• ‘Independence’ for bantustans was universally rejected by the international community in
    the late 1970s and early 1980s. How the status of Lesotho and Swaziland as
    internationally recognised states deeply embedded in South Africa’s economic and
    political orbit differed from that of the bantustans was clear in some cases, murky in
    others. The apartheid regime floated many ideas of land transfer in an attempt to force
    these states to recognise the bantustan system and, by extension, the legitimacy of
    apartheid. While some of these proposed transfers were non-starters, the fact that the
    apartheid regime did transfer land from South African ownership to the bantustans and
    between bantustans kept alive the possibility that territory could be transferred between
    South Africa and the independent states.

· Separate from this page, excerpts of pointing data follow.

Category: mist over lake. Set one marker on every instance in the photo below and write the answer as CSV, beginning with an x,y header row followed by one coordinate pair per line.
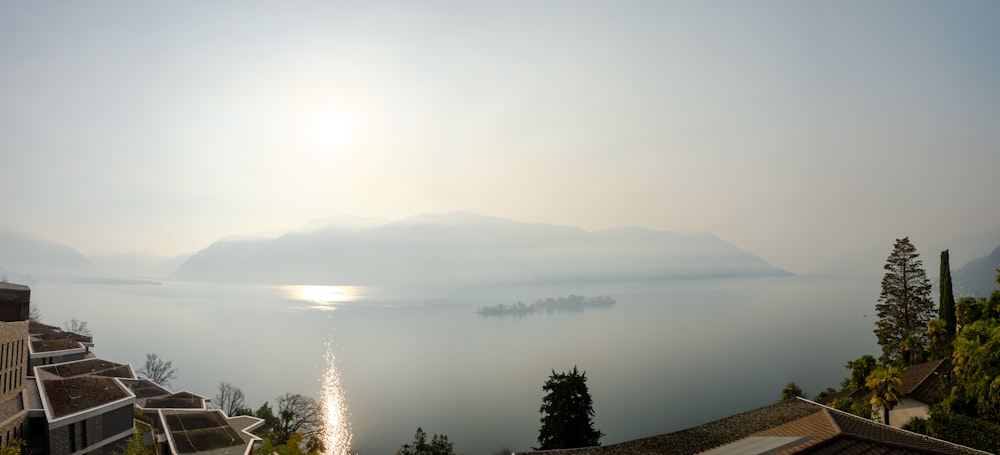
x,y
667,355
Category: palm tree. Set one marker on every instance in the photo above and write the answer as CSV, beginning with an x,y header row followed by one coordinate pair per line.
x,y
884,383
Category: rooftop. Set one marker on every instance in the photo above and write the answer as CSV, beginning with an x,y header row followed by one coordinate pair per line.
x,y
13,287
179,400
788,427
78,394
144,388
94,367
202,431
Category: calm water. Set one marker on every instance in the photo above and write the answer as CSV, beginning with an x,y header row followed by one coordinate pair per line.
x,y
667,356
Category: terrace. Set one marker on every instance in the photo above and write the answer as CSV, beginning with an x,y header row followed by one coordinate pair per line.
x,y
77,394
94,367
201,432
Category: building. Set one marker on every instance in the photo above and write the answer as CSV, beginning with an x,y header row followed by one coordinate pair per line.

This article looks at Lesotho’s claim to the
    ‘Conquered Territory’, the transfer of Herschel and Glen Grey to the Transkei at
    ‘independence’ in 1976 and the 1982 Swaziland land deal to argue that the study of
    bantustans needs to be done in a regional framework to understand how bantustan
    leaders, the leaders of smaller regional states and apartheid leaders all deployed the idea
    of land transfer and border changes to project state power and gain leverage in other
    negotiations. It must, however, be noted that often the cost of diplomatic struggles over
    borders, boundaries and the projection of state power were, and continue to be, borne by
    those who live in the region’s contested borderlands. Utilising the concept of a
    ‘borderscape’, we argue that border contestations were central to defining ideas of state
    power in southern Africa during the apartheid era.